Com certeza! Luiz Gonzaga, João do Vale, Jackson do Pandeiro, Luiz Vieira. Nossos hits mais autênticos do Nordeste. Da música sertaneja eu peguei Tonico & Tinoco, que o Brasil inteiro escutava. Depois, gravei uma música com Chitãozinho & Xororó ["Cabocla Tereza"], que ficou muito marcante. Depois o Zezé participou do meu disco.

Eu entendo esse sertanejo que está aí, que faz muito sucesso. Não tenho nenhum problema com ele. Mas minha proximidade é com o sertanejo nordestino.

O sertanejo e a música popular são mais reféns de modismos hoje do que na época em que você começou?

Acho que sim. O Nordeste está estourado com essas bandas de forró, que não representam nosso forró tradicional, conhecido como “pé-de-serra”. Eles estão aí no meio da juventude. Vem desde o axé, desde o forró universitário. Os artista têm que dialogar com essa juventude. Tem para todo mundo. As bandas de forró, os Aviões do Forró, que vem desde o Mastruz com Leite. Que era um grupo que determinou esse fenômeno de banda de forró acumulando outros instrumentos. Veio o Aviões, o Wesley Safadão, que já são mega shows. Também teve o fenômeno do Calypso. Nós temos que ter esses movimentos, mesmo que eles se desviem muito de suas origens, porque eles se aproximam de um público mais atualizado.
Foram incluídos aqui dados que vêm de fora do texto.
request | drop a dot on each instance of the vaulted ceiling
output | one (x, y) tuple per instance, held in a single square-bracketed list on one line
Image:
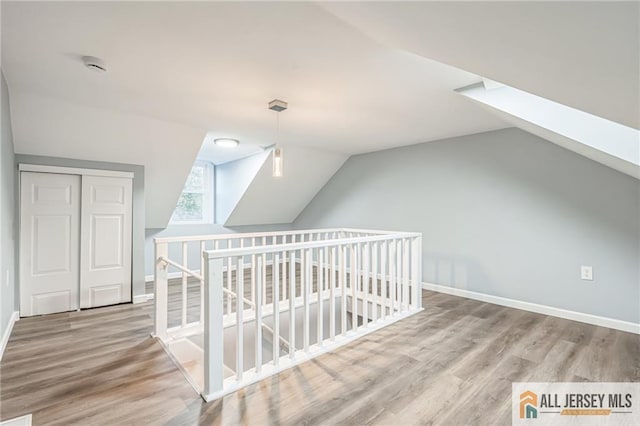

Isso não prejudica quem vive de um som mais, digamos, mais “autêntico”?

Quem gosta de música pé-de-serra, quem tem um carinho maior pela música tradicional, consome esse tipo de música. E tem artistas para isso também. Se você for para Recife, Paraíba, Ceará. Tem muita gente fazendo isso, com casas lotadas, fazendo seus trabalhos. Cada coisa é uma coisa. Estamos falando do modismo, do que toca mais no rádio. Eles lá no Nordeste têm o mercado deles, mas reclamam que os veículos de comunicação só tocam essa música que eles chamam de mais descartável. E que é.

Seu primeiro trabalho, “Manera Fru Fru, Manera”, completou 40 anos em 2013. O que ele significa para você?

Para mim ele representa tudo. O primeiro disco de qualquer artista é muito importante, principalmente se ele é bom, se traz alguma novidade. Naquele momento, em 1973, foi o começo da “desburocratização” da música brasileira tradicional. Ele veio com uma levada de Raul Seixas, de Sérgio Sampaio. Nós “descaretamos” a música.

Nossa geração mostrou como era possível fazer música brasileira com influências não só do Brasil. Principalmente por causa do pop. A gente ouvia muito Beatles, música progressiva. Nós demos essa contribuição, que hoje é só o que se faz por aí.

Pensa em aposentadoria?

Estou pensando em aposentadoria para a Dilma Rousseff e o PT. Acho que eles estão precisando mais de aposentadoria do que eu. Eu estou muito bem. Estou um gato. Tem dia que passo na rua e é nego querendo me agarrar. O público não me larga, eu sou muito lindo, todos me querem. Sou uma pessoa que não pode se aposentar. Se eu me aposentar, haverá um movimento no Brasil inteiro: “Volta, Fagner!”.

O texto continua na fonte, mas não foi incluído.